In the opinion of the undersigned, it is clear that Petitioner cannot establish ineffective assistance of counsel on this issue. Moreover, the Michigan Court of Appeals' decision did not result in a decision that was contrary to, or involved an unreasonable application of, clearly established federal law as determined by the Supreme Court of the United States; or result in a decision that was based upon an unreasonable determination of the facts in light of the evidence presented in the state court proceeding.

In summary, the undersigned concludes that Petitioner's claims are without merit and therefore recommends that this Court dismiss the petition with prejudice.

In addition, if Petitioner should choose to appeal this action, I recommend that a certificate of appealability be denied as to each issue raised by the Petitioner in this application for habeas corpus relief. Under 28 U.S.C. § 2253(c)(2), the court must determine whether a certificate of appealability should be granted.

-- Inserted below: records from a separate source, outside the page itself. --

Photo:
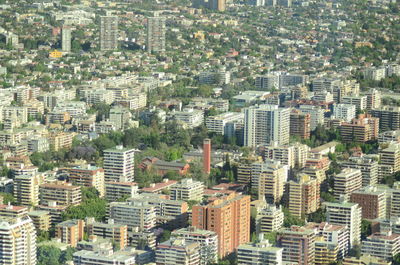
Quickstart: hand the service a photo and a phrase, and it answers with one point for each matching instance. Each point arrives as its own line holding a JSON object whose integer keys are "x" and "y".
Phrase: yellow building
{"x": 55, "y": 54}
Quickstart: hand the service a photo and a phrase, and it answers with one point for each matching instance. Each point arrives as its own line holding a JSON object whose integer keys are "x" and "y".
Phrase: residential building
{"x": 298, "y": 245}
{"x": 363, "y": 129}
{"x": 17, "y": 241}
{"x": 269, "y": 180}
{"x": 66, "y": 39}
{"x": 316, "y": 115}
{"x": 269, "y": 219}
{"x": 389, "y": 117}
{"x": 156, "y": 29}
{"x": 190, "y": 118}
{"x": 26, "y": 189}
{"x": 348, "y": 181}
{"x": 303, "y": 196}
{"x": 60, "y": 192}
{"x": 266, "y": 123}
{"x": 218, "y": 123}
{"x": 104, "y": 257}
{"x": 178, "y": 251}
{"x": 229, "y": 217}
{"x": 117, "y": 233}
{"x": 208, "y": 241}
{"x": 70, "y": 232}
{"x": 171, "y": 213}
{"x": 344, "y": 112}
{"x": 332, "y": 239}
{"x": 381, "y": 245}
{"x": 390, "y": 156}
{"x": 372, "y": 201}
{"x": 300, "y": 124}
{"x": 135, "y": 214}
{"x": 108, "y": 33}
{"x": 86, "y": 176}
{"x": 187, "y": 190}
{"x": 118, "y": 190}
{"x": 119, "y": 164}
{"x": 347, "y": 214}
{"x": 259, "y": 253}
{"x": 40, "y": 219}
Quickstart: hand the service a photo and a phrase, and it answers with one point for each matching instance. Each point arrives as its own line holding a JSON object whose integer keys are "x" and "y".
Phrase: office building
{"x": 347, "y": 214}
{"x": 300, "y": 124}
{"x": 389, "y": 117}
{"x": 269, "y": 219}
{"x": 66, "y": 39}
{"x": 26, "y": 189}
{"x": 156, "y": 30}
{"x": 187, "y": 190}
{"x": 119, "y": 164}
{"x": 108, "y": 33}
{"x": 259, "y": 253}
{"x": 208, "y": 241}
{"x": 298, "y": 245}
{"x": 70, "y": 232}
{"x": 17, "y": 241}
{"x": 344, "y": 112}
{"x": 345, "y": 183}
{"x": 229, "y": 217}
{"x": 372, "y": 201}
{"x": 381, "y": 245}
{"x": 266, "y": 123}
{"x": 303, "y": 196}
{"x": 117, "y": 233}
{"x": 60, "y": 192}
{"x": 135, "y": 214}
{"x": 178, "y": 251}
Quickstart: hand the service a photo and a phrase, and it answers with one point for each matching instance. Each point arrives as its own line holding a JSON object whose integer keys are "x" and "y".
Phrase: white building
{"x": 347, "y": 214}
{"x": 344, "y": 112}
{"x": 17, "y": 241}
{"x": 259, "y": 253}
{"x": 264, "y": 124}
{"x": 119, "y": 164}
{"x": 218, "y": 123}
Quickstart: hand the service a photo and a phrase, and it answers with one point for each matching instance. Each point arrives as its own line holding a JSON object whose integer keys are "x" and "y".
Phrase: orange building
{"x": 70, "y": 232}
{"x": 229, "y": 217}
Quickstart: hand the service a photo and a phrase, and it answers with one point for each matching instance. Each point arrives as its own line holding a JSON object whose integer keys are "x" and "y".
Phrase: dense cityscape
{"x": 210, "y": 132}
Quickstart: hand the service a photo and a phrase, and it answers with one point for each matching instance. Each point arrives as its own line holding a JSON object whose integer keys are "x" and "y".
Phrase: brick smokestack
{"x": 207, "y": 155}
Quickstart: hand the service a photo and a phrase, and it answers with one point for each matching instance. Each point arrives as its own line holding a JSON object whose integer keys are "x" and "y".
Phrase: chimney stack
{"x": 207, "y": 155}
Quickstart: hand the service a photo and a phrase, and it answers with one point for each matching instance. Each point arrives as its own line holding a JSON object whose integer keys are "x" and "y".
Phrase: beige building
{"x": 26, "y": 189}
{"x": 187, "y": 190}
{"x": 61, "y": 192}
{"x": 346, "y": 182}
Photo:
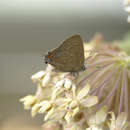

A certificate should issue if Petitioner has demonstrated a "substantial showing of a denial of a constitutional right." 28 U.S.C. § 2253(c)(2).

The Sixth Circuit Court of Appeals has disapproved issuance of blanket denials of a certificate of appealability. Murphy v. Ohio, 263 F.3d 466 (6th Cir. 2001). Rather, the district court must "engage in a reasoned assessment of each claim" to determine whether a certificate is warranted. Id. Each issue must be considered under the standards set forth by the Supreme Court in Slack v. McDaniel, 529 U.S. 473 (2000). Murphy, 263 F.3d at 467. Consequently, the undersigned has examined each of Petitioner's claims under the Slack standard.

Under Slack, 529 U.S. at 484, to warrant a grant of the certificate, "[t]he petitioner must demonstrate that reasonable jurists would find the district court's assessment of the constitutional claims debatable or wrong." The undersigned concludes that reasonable jurists could not find that a dismissal of each of Petitioner's claims was debatable or wrong. Therefore, the undersigned recommends that the court deny Petitioner a certificate of appealability.

FootNotes


1. Petitioner raises the failure to object to the testimony and question as a separate ineffective assistance of counsel claim. However, it is the opinion of the undersigned that Petitioner cannot show ineffective assistance of counsel on this claim and the Michigan Court of Appeals' decision on this issue was not unreasonable.